Although not yet approved, the program would offer students music three days a week after school.

“I am involved with that; I’m the instigator,” Kitts said.

“We have the right person to do it, our music teacher at Springhill, Justin Legris. He’s 28, energetic, he plays four or five instruments, and he wants to do it. I’ve been working on him for a year. We want to have a music after-school program and wrap an academic program into that. Then, hopefully, it’ll roll into a summer program,” Kitts said.

Kitts’ experience with music is through his wife, Lorraine Duso Kitts, professor of double reeds at the University of Central Arkansas in Conway.

He accompanies her to Maine each summer, where she teaches oboe at the New England Music Camp, and he works as an administrative assistant for the camp.

That’s the role he said he would play in the after-school music program, too.
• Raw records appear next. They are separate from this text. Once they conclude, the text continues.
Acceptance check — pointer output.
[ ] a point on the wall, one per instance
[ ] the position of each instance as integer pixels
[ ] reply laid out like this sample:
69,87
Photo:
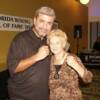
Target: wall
69,13
94,21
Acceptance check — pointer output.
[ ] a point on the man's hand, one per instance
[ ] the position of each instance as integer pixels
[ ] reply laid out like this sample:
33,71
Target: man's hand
42,53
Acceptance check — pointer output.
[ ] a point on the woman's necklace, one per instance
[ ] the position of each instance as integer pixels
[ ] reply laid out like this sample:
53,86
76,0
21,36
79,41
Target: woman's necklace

“The goal is, we have certain students who are chosen who need support,” he said. “My goal for this program is it won’t so much be chosen students, but after they get instruments in their hands and other kids see it, other kids will want to join. Once we get it popularized, we want to roll it into a summer program.”

The students won’t have to have their own instruments; Legris has purchased 20 acoustic guitars.

If the program is approved, “we’re going to start with that … and expand, hopefully, to string and percussion,” Kitts said.

“There are a lot of kids in Greenbrier who need somewhere to go during the summer. It’s going to be like camp with all kinds of activities wrapped around music and academics,” Kitts said.

He’s thinking about the future because at 63, he doesn’t plan to stay in the classroom forever.

“I want to stay with the school district, get out of the classroom and supervise this summer program. That’s my goal because I don’t want to retire,” Kitts said.

He’s got a stake in the future; they’re called his students.